薛子印想了想,倒也沒反駁,順帶告訴了自家老爹燕今便是先前祖父壽宴上救了薛宜若和韶王容爍的人。
薛華晏震驚到久久不語,好半晌,他才鄭重其事地對着薛子印說道,“你給老子記好了,以後這丫頭便跟若兒一般,你要當成親妹子一般護着,疼着。”
“爹,這不妥吧,她是容煜的女人,非親非戚的,輪不上我疼我寵,你那徒弟你又不是不知道,不關心的東西打死了也不會眨一下眼,在乎的東西,別說碰一下,便是多說一個字都觸他逆鱗。”
“你滿腦子都什麼齷齪心思,我讓你當成親妹子一樣,你往哪兒想呢?”要不是內裏傷的重,現下這勁兒也使不上來,他非好好掰扯一番這兔崽子。
薛子印扯了扯嘴角,爲了讓老爹消停,忙應了嘴,“得得得,我當成祖宗行了吧,你這模樣我先送你回府吧,正好讓那丫頭來給你瞧瞧。”
“不可。”薛華晏打斷,“你去請旁的大夫來,我受傷的事萬不可讓她知曉,聽到沒有。”
薛子印一口氣哽了半天才嚥下去,“好,我知道了。”
薛府剛到,薛華晏在馬背上顛簸了一路,臉色已是相當難看,薛子印攙他下來的時候,險些站立不穩,“讓你坐個馬車咋就那麼難?”
薛華晏頻吸了好幾口氣才弱聲道,“我堂堂鎮國大將軍,馬背上縱橫天下,坐馬車,那是女兒家才坐的玩意兒。”
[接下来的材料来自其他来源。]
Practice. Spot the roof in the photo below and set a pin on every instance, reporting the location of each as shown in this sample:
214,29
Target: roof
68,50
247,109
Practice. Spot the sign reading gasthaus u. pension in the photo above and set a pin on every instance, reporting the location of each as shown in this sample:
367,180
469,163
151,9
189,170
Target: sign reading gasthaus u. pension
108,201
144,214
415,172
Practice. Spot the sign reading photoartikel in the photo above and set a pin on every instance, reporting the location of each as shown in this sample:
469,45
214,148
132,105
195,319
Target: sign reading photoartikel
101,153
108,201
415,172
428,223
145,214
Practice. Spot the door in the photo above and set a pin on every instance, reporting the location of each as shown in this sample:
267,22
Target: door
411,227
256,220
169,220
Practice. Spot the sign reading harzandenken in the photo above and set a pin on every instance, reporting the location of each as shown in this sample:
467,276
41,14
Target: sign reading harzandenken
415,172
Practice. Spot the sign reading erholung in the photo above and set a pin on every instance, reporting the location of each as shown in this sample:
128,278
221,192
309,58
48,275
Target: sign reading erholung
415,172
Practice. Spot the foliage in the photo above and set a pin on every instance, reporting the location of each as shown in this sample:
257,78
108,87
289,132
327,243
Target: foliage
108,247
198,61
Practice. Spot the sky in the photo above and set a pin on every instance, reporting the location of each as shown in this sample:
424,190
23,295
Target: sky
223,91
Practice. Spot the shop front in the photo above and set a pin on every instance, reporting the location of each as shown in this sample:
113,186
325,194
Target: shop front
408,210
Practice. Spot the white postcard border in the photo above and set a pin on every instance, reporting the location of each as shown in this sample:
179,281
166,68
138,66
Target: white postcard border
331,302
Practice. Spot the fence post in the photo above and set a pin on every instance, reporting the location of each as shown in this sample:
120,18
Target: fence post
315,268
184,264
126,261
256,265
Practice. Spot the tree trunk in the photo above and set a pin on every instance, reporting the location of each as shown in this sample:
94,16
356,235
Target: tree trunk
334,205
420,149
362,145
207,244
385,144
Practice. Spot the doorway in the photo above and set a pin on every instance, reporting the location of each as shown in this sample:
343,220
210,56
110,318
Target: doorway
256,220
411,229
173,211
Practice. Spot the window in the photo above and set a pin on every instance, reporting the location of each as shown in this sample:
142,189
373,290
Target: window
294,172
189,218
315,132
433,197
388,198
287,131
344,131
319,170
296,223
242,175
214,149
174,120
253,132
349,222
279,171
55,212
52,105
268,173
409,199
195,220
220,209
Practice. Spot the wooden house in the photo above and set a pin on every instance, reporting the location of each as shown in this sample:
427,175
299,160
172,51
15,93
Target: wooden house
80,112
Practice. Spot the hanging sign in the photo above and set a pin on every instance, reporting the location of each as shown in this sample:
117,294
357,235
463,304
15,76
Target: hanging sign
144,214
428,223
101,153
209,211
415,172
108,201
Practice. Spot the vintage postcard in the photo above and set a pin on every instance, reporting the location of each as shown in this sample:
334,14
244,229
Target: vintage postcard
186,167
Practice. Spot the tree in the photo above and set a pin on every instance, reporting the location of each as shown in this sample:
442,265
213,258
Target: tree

話說完,他捂着胸口,“扶我去西廂,先不要告訴你娘。”
這個不說那個不告訴,薛子印要被氣死,“爹,那丫頭不說就算了,娘便在府裏,如何瞞得住?”
“能瞞一刻便少擔心一刻。”
“既如此,夫君不如將我趕出府去,我眼不見爲淨,便什麼都不用擔心了。”薛夫人從迴廊處疾步而來,身後跟着貼身嬤嬤。
她上前接了薛子印的手,熟練招呼,“速去請城東崢嶸藥房的程大夫過來。”
“好的娘。”薛子印鬆了口氣,旋身上馬,轉眼便揚塵而去。
薛華晏有些心虛地看了眼妻子,溫着聲音道,“不礙事的,只是小傷,一兩天便好了。”
薛夫人看着丈夫滲白的臉,他這般貼心,幾十年如一日地將她的感受放在第一位,他又怎麼捨得責備他,“我明白,夫君不必說,我扶你去歇着……”
說着,扭頭對着身後的老嬤嬤交代,“速去取溫水,乾淨帕子和金創藥來。”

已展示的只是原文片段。